While Blue Mountain ( says it doesn't plan to charge for its electronic greeting cards, last week it did start accepting its first ads. It also plans to build a shopping area on the site by the end of the year, selling complementary greeting card products such as gifts.

Separately, rival electronic greeting site E-greetings Network today names Butler, Shine & Stern, Sausalito, Calif., its agency of record for a $2 million consumer campaign.

As for the first advertisers on Blue Mountain, the site wouldn't disclose names, saying ads are being tested and that it's working on finalizing longer-term sponsorship deals.

"We're looking to monetize the value of the site in a strategic way," said Karen Davidson, VP-marketing and sales, noting that the site received 4.2 million unique users in September, according to Media Metrix.


The online arm of the Blue Mountain Arts card company in Boulder, Colo., the site has grown entirely by word of mouth: It has not done any banner ads or promotions-not even a URL posted on the back of a card. Users find out about the site by receiving a notice to pick up an animated greeting there.

All of which is why the ads will be on on the confirmation page that appears after someone has sent a greeting, said Ms. Davidson, so as not to disrupt the flow of the site, which has been free of commerce for its two-year existence.

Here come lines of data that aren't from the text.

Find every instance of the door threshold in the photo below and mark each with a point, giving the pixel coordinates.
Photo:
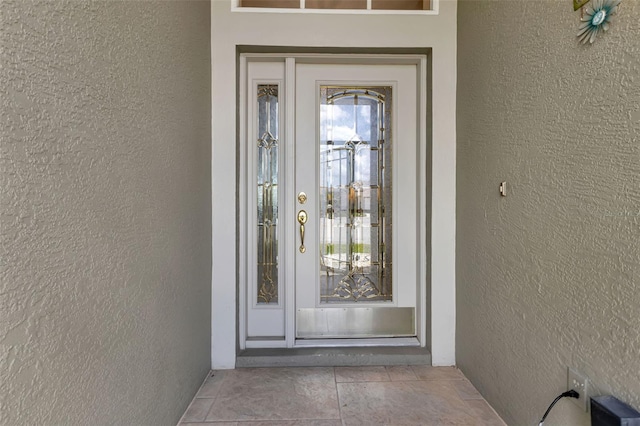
(333, 357)
(354, 343)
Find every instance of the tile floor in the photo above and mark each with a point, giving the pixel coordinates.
(332, 396)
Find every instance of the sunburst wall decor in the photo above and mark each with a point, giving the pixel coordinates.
(596, 19)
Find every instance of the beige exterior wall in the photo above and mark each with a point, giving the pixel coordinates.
(338, 30)
(549, 276)
(105, 221)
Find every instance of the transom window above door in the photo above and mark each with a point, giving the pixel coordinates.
(358, 6)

"We're looking for strategic partners who fit contextually with sending a card," she said.

The online greeting space is small. Jupiter Communications clumps cards under specialty gifts, a category including wine and flowers that's projected to reach $219 million in 1998. Yet it's growing fast with offline companies battling for brand share. Last December, Hallmark Cards and American Greetings Corp. expanded their sites in time for the holidays.

Online-only greetings company E-greetings, San Francisco, is also about to rev up its online marketing. Formerly known as Greet Street, the site named Butler its agency for a consumer print campaign, expected to start by yearend and go through mid 1999.

E-greetings ( picked Butler after reviewing two other unnamed agencies.

President Tony Levitan, who co-founded the company with Fred Campbell, said Butler won the account on the merits of its speculative campaigns and work for Miller's Outpost and Borders. Butler will also handle advertising and marketing of E-greetings' site. The rest will be handled in-house.


"Consumers for the most part don't know about us yet," said Mr. Levitan, adding that the campaign will employ humor to increase brand awareness. In September,

E-greetings reported its logs counted nearly 3 million unique visits, which Mr. Levitan said is up from 750,000 unique visits in January.

The big difference between Blue Mountain and other sites such as E-greetings is the cost of the cards. E-greetings has free and advertising-sponsored cards, but charges for its top-line animated cards. Blue Mountain will use advertising and eventually commerce distribution deals for revenue.

Asked whether E-greetings is moving to a free model, Mr. Levitan said, "There's going to be some changes in our strategies" and to expect a lot more e-greetings on its site.


James McQuivey, analyst, Forrester Research, said he thinks there's a niche market for people who will pay for an electronic greeting. Yet, he asks: "Can [E-greetings] get the momentum that Blue Mountain Arts has with a paid model? I don't think so."

Blue Mountain got into the business because the founders are artists who wanted to write poetry, Mr. McQuivey said. "Anyone else in the world would have started charging for that a long time ago."

By accepting e-commerce, Blue Mountain has to be careful not to disturb the emotional attachment consumers have with the brand.

Not only are the cards free, the style of the site is very low-pressure, he said. All that could be disrupted if "they start cramming business offers" on the site.